6

I am trying to implement an iterable proxy for a web resource (lazily fetched images).

Firstly, I did (returning ids, in production those will be image buffers)

def iter(ids=[1,2,3]):
    for id in ids:
        yield id

and that worked nicely, but now I need to keep state.

I read the four ways to define iterators. I judged that the iterator protocol is the way to go. Follow my attempt and failure to implement that.

class Test:
    def __init__(self, ids):
         self.ids = ids
    def __iter__(self):
        return self
    def __next__(self):
        for id in self.ids:
            yield id
        raise StopIteration

test = Test([1,2,3])
for t in test:
    print('new value', t)

Output:

new value <generator object Test.__next__ at 0x7f9c46ed1750>
new value <generator object Test.__next__ at 0x7f9c46ed1660>
new value <generator object Test.__next__ at 0x7f9c46ed1750>
new value <generator object Test.__next__ at 0x7f9c46ed1660>
new value <generator object Test.__next__ at 0x7f9c46ed1750>

forever.

What's wrong?


Thanks to absolutely everyone! It's all new to me, but I'm learning new cool stuff.

vdmit
  • 45
  • 5
Vorac
  • 8,726
  • 11
  • 58
  • 101
  • 11
    Please don't use `me` where the rest of the world uses `self`. Breaking conventions for the sake of being different will only serve to hinder collaboration with others, including getting help on Stack Overflow. – Martijn Pieters May 21 '19 at 11:15
  • 4
    `__next__` is supposed to **return one value** from the iterator, and each time it is called it should return a different value. You have it yielding **every value**, which means it returns a generator. – khelwood May 21 '19 at 11:16
  • Wouldn't it be much easier to just subclass `list`? – DeepSpace May 21 '19 at 11:17
  • 1
    Another side note: there is a built-in `iter()` function, your custom `iter()` function shadows it and probably will lead to some confusion for people that expected to find the original. The implementation of `iter()` could be replaced by `iter([1, 2, 3])` (where `iter()` is the built-in function). – Martijn Pieters May 21 '19 at 12:10
  • 1
    You are creating iterable **instances** no iterable **class**. See [Iterating over object instances](https://stackoverflow.com/a/32362984/2556118) for iterable class in Python 3. – Hans Ginzel Feb 12 '21 at 10:57

4 Answers4

16

Your __next__ method uses yield, which makes it a generator function. Generator functions return a new iterator when called.

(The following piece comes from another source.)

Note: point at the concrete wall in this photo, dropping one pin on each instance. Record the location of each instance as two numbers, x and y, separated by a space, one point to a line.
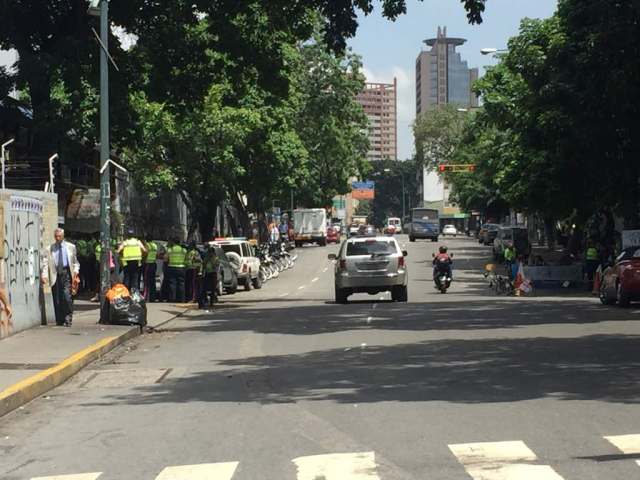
28 221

But the __next__ method is part of the iterator interface. It should not itself be an iterator. __next__ should return the next value, not something that returns all values(*).

Because you wanted to create an iterable, you can just make __iter__ the generator here:

class Test:
    def __init__(self, ids):
         self.ids = ids
    def __iter__(self):
        for id in self.ids:
            yield id

Note that a generator function should not use raise StopIteration, just returning from the function does that for you.

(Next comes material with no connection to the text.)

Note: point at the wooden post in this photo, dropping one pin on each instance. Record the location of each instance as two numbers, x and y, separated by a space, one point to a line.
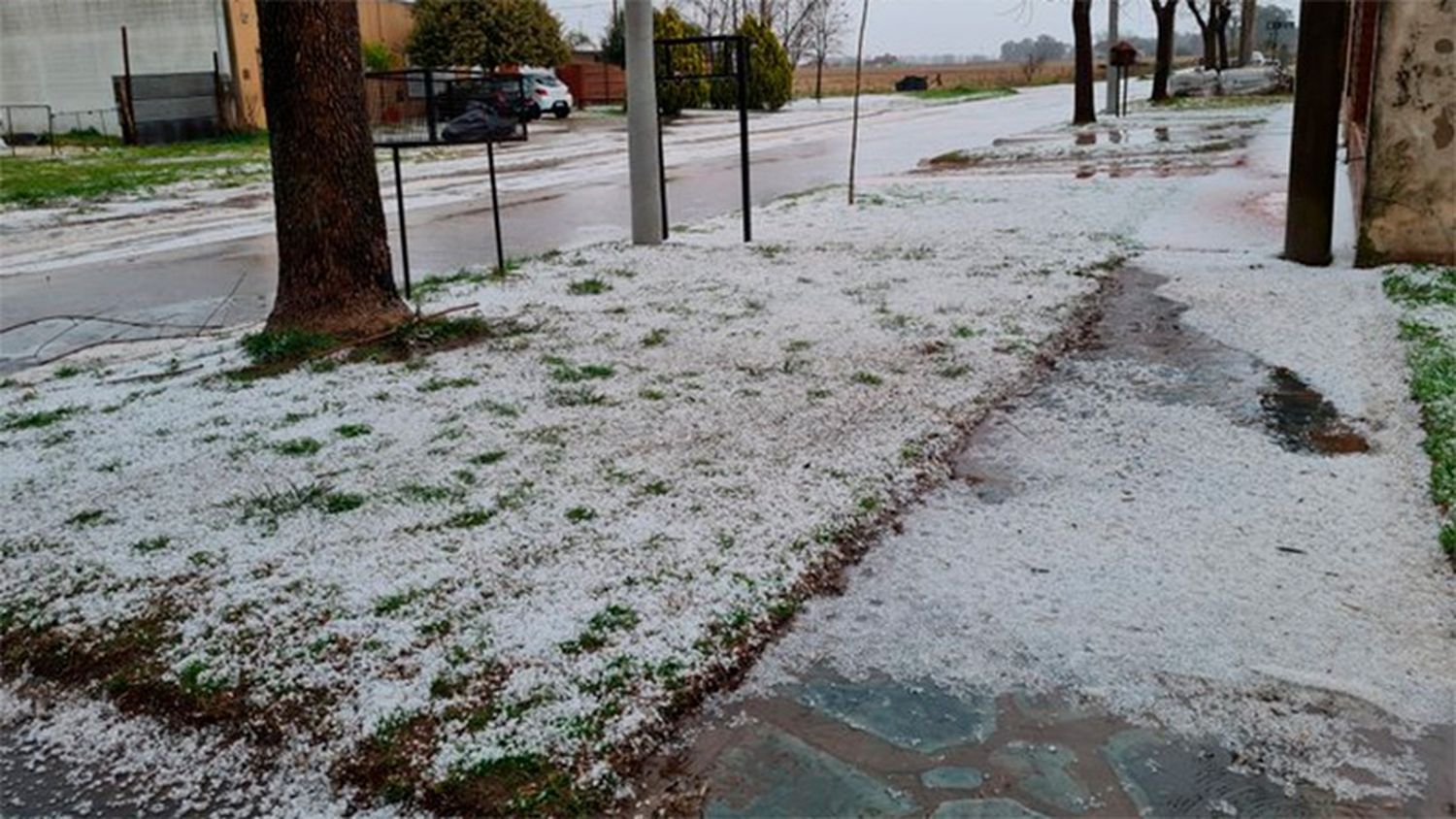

The above class is an iterable. Iterables only have an __iter__ method, and no __next__ method. Iterables produce an iterator when __iter__ is called:

Iterable -> (call __iter__) -> Iterator

In the above example, because Test.__iter__ is a generator function, it creates a new object each time we call it:

>>> test = Test([1,2,3])
>>> test.__iter__()  # create an iterator
<generator object Test.__iter__ at 0x111e85660>
>>> test.__iter__()
<generator object Test.__iter__ at 0x111e85740>

A generator object is a specific kind of iterator, one created by calling a generator function, or by using a generator expression. Note that the hex values in the representations differ, two different objects were created for the two calls. This is by design! Iterables produce iterators, and can create more at will. This lets you loop over them independently:

>>> test_it1 = test.__iter__()
>>> test_it1.__next__()
1
>>> test_it2 = test.__iter__()
>>> test_it2.__next__()
1
>>> test_it1.__next__()
2

Note that I called __next__() on the object returned by test.__iter__(), the iterator, not on test itself, which doesn't have that method because it is only an iterable, not an iterator.

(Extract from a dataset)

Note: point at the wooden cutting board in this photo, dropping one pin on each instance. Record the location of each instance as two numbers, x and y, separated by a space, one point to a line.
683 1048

Iterators also have an __iter__ method, which always must return self, because they are their own iterators. It is the __next__ method that makes them an iterator, and the job of __next__ is to be called repeatedly, until it raises StopIteration. Until StopIteration is raised, each call should return the next value. Once an iterator is done (has raised StopIteration), it is meant to then always raise StopIteration. Iterators can only be used once, unless they are infinite (never raise StopIteration and just keep producing values each time __next__ is called).

So this is an iterator:

class IteratorTest:
    def __init__(self, ids):
        self.ids = ids
        self.nextpos = 0
    def __iter__(self):
        return self
    def __next__(self):
        if self.ids is None or self.nextpos >= len(self.ids):
            # we are done
            self.ids = None
            raise StopIteration
        value = self.ids[self.nextpos]
        self.nextpos += 1
        return value

This has to do a bit more work; it has to keep track of what the next value to produce would be, and if we have raised StopIteration yet. Other answerers here have used what appear to be simpler ways, but those actually involve letting something else do all the hard work. When you use iter(self.ids) or (i for i in ids) you are creating a different iterator to delegate __next__ calls to. That's cheating a bit, hiding the state of the iterator inside ready-made standard library objects.

You don't usually see anything calling __iter__ or __next__ in Python code, because those two methods are just the hooks that you can implement in your Python classes; if you were to implement an iterator in the C API then the hook names are slightly different. Instead, you either use the iter() and next() functions, or just use the object in syntax or a function call that accepts an iterable.

The for loop is such syntax. When you use a for loop, Python uses the (moral equivalent) of calling __iter__() on the object, then __next__() on the resulting iterator object to get each value. You can see this if you disassemble the Python bytecode:

>>> from dis import dis
>>> dis("for t in test: pass")
  1           0 LOAD_NAME                0 (test)
              2 GET_ITER
        >>    4 FOR_ITER                 4 (to 10)
              6 STORE_NAME               1 (t)
              8 JUMP_ABSOLUTE            4
        >>   10 LOAD_CONST               0 (None)
             12 RETURN_VALUE

The GET_ITER opcode at position 2 calls test.__iter__(), and FOR_ITER uses __next__ on the resulting iterator to keep looping (executing STORE_NAME to set t to the next value, then jumping back to position 4), until StopIteration is raised. Once that happens, it'll jump to position 10 to end the loop.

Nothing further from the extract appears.